2. The first ground raised in this revision petition is that the conviction is Under Section 427 and the evidencs shows that the damage amounts only to Rs. 25. This is not contested on behalf of the Crown and and it is clear that accused could be convicted only Under Section 426. The next and the main contention is that the accused cut away the roof under a bona fide claim of right and in this connexion, In re, Daniel Grove  1Weir 488; Queen v. Vyapuri  5 Mad. 401 and In re, Dharmalinga Mudaly  39 Mad. 57 were quoted. In In re, Daniel Grove  1Weir 488 it is stated as follows:
If a parson removes an obstruction from property which is not his own, but which he believes to be his own and thereby causes loss, yet as he had not the intention nor the knowledge which are necessary to constitute the of fence, he cannot be convicted of mischief.
3. That seems to be exactly similar to the present case particularly when we consider that the complainant himself under, a similar exercise of his supposed rights removed the accused's wall only two days before. I think that this is clearly a ease where the matter was one for the civil Courts to decide, as the criminal intention was wanting. For that reason the conviction must be set aside.
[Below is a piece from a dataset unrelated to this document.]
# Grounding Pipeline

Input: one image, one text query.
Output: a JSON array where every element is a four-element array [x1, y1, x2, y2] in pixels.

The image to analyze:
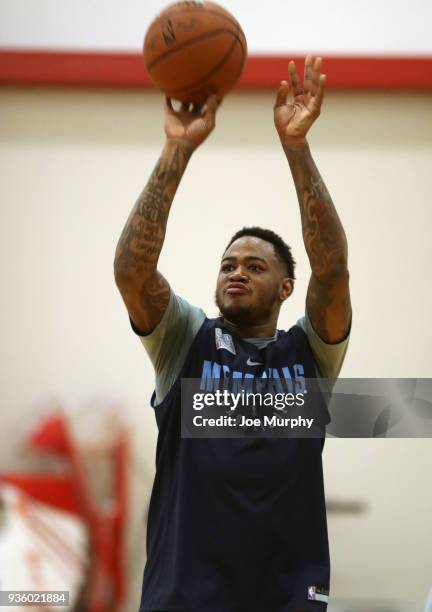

4. Another objection was raised with regard to the conduct of the trial which would make the conviction invalid. An inspection was made on 2nd November 1931, but the memorandum was not drawn up till 9th November 1931. S. 539-B, Criminal P.C., directs that it should be drawn up without unnecessary delay. In their explanation on the point it is simply stated that the record was drawn up at the next sitting but no reason is given which prevented the Magistrates from drawing it up before. There is however a more important objection as regards this report. The report was signed by four Magistrates, one of whom did not take part in the judgment and one of the Magistrates who took part in the judgment did not sign in the memorandum. It was argued for the Crown that the memorandum made by some Magistrates could be available to those who were not at the inpection but I am extremely doubtful whether this would not contravene both the spirit and the letter of the Section 539-B. The object of drawing up a memorandum is twofold, that those who inspect the site of occurrence may record their immediate impression and secondly, that there may be an agreed record of what they saw. The memorandum drawn up by some Magistrates is of no use, or (sic) finality to a Magistrate who has not seen the spot and consequently cannot be in a position to state whether the description therein is correct. It may be noted that Section 539-B provides for trial by jury or with the aid of assessors, the jury or assessors must also be given an opportunity to view the spot. This clearly shows that everybody who has to give his opinion, let alone his verdict on the case should join in any inspection made. However for the second reason I think it is clear that the conviction must be set aside, and the fine if paid will be refunded.